The obstacles stacked against his tiny organizing team, the Boston Soccer 2026 host committee, were massive. They were “running on fumes,” as he called it, short on cash and facing relentless deadlines. A high-stakes scramble to lock down $20 million in vital assistance from the State House had left Loynd, president of the committee, feeling an “overwhelming” amount of pressure.
Worse, the powerful Kraft family — the event’s financial backstop — and FIFA — global soccer’s notoriously domineering governing body — were locked in a bitter feud with the town of Foxborough over security costs, whose officials threatened to withhold a critical license for the mega event. Boston’s once-in-a-generation opportunity to show itself on a global stage was at the mercy of a town select board.
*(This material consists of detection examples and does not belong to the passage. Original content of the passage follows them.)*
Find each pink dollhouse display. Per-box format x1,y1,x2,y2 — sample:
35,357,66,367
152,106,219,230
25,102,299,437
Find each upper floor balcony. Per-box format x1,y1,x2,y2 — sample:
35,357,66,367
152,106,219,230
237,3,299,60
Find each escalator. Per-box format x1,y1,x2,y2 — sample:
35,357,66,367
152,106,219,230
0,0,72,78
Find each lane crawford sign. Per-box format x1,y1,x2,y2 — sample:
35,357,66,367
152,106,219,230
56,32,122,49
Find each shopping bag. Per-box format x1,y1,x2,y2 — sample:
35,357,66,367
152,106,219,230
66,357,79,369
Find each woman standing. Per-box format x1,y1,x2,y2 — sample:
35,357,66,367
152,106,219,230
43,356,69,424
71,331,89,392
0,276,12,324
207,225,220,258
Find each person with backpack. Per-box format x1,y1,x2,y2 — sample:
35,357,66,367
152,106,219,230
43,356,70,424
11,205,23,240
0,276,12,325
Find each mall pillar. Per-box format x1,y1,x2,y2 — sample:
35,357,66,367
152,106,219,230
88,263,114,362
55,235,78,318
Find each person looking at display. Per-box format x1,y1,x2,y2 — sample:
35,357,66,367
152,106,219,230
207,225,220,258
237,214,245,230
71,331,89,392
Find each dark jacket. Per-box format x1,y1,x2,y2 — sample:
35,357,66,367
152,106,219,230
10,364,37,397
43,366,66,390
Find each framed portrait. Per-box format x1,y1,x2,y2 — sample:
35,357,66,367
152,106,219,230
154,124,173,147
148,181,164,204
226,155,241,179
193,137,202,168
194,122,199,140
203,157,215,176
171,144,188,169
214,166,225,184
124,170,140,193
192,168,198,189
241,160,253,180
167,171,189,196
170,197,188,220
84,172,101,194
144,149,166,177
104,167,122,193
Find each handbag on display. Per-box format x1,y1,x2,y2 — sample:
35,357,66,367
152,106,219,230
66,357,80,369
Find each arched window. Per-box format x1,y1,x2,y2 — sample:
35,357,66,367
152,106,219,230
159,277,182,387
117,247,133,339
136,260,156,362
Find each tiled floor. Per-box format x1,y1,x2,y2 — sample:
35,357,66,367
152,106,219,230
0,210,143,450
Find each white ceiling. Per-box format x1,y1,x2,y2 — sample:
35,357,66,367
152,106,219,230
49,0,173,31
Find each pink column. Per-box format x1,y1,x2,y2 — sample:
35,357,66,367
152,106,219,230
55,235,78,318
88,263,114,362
“I was afraid that this wouldn’t happen,” Loynd said in an interview this week. “It was about six months when it was really a difficult time where we really didn’t have a clear path.”
But come Opening Day on June 11, the tournament and the city roared to life. Thanks to the luck of the draw — quite literally, the tournament draw that placed Scotland for two games in Boston — the magic of the World Cup and its endless capacity to surprise took over.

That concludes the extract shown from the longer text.